The doctor frowned. "And is it consistent? Does reading Jane Eyre always bring about the changes you have described?"
"No. That is the difficulty."
"Hmm. So what do you mean to do?"
"There are methods for managing selfish and resistant children such as Adeline. A strict regime now might be enough to keep her out of an institution later in life. However, this regime, involving the imposition of strict routine and the removal of much that stimulates her, would be most detrimental to-"
"To the child we see through the gaps in the mist?"
"Precisely. In fact, for that child, nothing would be worse."
"And that child, the girl in the mist, what future could you foresee for her?" "It is a premature question. Suffice it to say that I cannot at present countenance her being lost. Who knows what she might become?"
They sat in silence, gazing at the leafy geometry opposite and contemplating the problem Hester had set out while, unbeknownst to them, the problem itself, well concealed by topiary, stared back at them through the gaps in the branches.
Finally the doctor spoke. "There is no medical condition I know of that would cause mental effects of quite the kind you describe. However, that may be my own ignorance." He waited for her to protest; she didn't. "H-hum. It would be sensible for me to give the child a thorough examination in order to establish her overall state of health, both mental and physical, as a first step."
"That is just what I was thinking," Hester replied. "Now… "-she rummaged in her pocket-"here are my notes. You will find descriptions of each instance I have witnessed, together with some preliminary analysis. Perhaps after the medical you might stay for half an hour to give me your first thoughts? We can decide on the appropriate next step then."
He looked at her in some amazement. She had stepped out of her role as governess, was behaving as though she were some fellow expert!
Hester had caught herself out.
She hesitated. Could she backtrack? Was it too late? She made her resolution. In for a penny, in for a pound. "It's not a dodecahedron," she told him slyly. "It's a tetrahedron."
The doctor rose from the bench, stepped toward the topiary shape. One, two, three, four… His lips moved as he counted. My heart stopped. Was he going to walk around the tree, making his tally of planes and corners? Was he going to trip over me?
But he reached six and stopped. He knew she was right.

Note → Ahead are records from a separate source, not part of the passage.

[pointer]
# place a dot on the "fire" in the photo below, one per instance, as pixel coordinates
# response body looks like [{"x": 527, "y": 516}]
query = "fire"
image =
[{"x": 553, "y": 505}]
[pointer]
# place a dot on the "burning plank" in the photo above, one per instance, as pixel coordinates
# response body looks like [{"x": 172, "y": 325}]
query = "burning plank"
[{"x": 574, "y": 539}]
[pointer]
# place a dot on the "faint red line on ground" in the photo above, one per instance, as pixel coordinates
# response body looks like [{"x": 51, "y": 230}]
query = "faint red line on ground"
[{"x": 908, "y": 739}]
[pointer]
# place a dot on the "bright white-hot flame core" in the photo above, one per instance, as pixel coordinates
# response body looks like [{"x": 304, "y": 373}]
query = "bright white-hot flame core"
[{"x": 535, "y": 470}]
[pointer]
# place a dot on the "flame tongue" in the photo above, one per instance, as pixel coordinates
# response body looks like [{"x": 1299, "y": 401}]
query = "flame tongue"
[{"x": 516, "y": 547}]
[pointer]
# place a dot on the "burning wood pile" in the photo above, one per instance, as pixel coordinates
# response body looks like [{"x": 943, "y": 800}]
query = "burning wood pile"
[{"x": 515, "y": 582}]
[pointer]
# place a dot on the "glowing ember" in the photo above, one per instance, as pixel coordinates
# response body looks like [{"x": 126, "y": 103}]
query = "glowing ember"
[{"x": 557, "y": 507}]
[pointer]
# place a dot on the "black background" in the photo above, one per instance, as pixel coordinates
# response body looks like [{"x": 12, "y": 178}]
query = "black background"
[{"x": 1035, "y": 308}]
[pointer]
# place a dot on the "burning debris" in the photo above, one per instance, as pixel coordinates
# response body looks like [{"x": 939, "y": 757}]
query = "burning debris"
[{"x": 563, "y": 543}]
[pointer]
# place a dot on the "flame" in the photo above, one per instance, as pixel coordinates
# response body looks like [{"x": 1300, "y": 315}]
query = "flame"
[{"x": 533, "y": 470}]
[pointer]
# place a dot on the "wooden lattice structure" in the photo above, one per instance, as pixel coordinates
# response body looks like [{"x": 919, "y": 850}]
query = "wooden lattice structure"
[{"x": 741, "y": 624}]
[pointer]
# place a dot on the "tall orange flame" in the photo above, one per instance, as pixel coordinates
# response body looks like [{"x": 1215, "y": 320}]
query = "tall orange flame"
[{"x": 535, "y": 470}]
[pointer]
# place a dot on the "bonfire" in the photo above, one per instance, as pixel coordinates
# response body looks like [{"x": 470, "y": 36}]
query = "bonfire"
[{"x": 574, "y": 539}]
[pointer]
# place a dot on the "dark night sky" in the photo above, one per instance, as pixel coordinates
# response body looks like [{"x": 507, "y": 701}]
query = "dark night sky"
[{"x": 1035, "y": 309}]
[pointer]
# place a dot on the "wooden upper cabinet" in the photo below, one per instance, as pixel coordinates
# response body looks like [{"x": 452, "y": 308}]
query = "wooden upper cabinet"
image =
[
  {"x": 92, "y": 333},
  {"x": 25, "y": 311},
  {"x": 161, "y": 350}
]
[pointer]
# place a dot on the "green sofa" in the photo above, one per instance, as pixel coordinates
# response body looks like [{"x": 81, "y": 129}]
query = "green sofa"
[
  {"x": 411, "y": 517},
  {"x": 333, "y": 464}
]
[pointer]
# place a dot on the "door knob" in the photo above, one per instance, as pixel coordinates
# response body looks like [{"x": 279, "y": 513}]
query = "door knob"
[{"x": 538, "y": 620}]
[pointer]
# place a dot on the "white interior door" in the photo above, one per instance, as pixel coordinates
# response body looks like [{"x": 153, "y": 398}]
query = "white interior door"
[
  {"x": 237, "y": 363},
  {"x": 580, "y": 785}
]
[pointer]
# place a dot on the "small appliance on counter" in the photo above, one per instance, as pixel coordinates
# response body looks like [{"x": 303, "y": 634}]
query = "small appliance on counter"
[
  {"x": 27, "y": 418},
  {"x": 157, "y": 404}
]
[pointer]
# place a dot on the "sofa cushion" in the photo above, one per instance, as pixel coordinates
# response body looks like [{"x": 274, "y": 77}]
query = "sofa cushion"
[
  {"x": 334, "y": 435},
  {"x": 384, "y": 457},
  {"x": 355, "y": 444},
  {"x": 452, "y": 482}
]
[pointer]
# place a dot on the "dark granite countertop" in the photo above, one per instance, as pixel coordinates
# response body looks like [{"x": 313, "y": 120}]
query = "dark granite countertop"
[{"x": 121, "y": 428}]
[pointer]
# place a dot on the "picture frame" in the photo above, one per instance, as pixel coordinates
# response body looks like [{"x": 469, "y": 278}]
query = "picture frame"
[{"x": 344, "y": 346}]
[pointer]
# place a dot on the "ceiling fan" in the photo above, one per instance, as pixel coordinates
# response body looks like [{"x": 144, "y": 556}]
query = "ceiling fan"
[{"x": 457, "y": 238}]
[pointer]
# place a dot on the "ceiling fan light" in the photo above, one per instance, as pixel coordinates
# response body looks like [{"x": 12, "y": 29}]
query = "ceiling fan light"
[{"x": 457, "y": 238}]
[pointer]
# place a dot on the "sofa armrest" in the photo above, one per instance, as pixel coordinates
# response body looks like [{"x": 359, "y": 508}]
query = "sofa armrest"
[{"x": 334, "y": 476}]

Then there was a curious little moment when they just looked at each other. His face was uncertain. What was this woman? By what authority did she speak to him the way she did? She was just a dumpy, potato-faced, provincial governess. Wasn't she?
In silence she stared back at him, transfixed by the uncertainty glimmering in his face. The world seemed to tilt a fraction on its axis, and they each looked awkwardly away. "The medical," Hester began.
"Wednesday afternoon, perhaps?" proposed the doctor.
"Wednesday afternoon."
And the world returned to its proper axis.
They walked back toward the house, and at the turn in the path the doctor took his leave. Behind the yew the little spy bit her nails and wondered.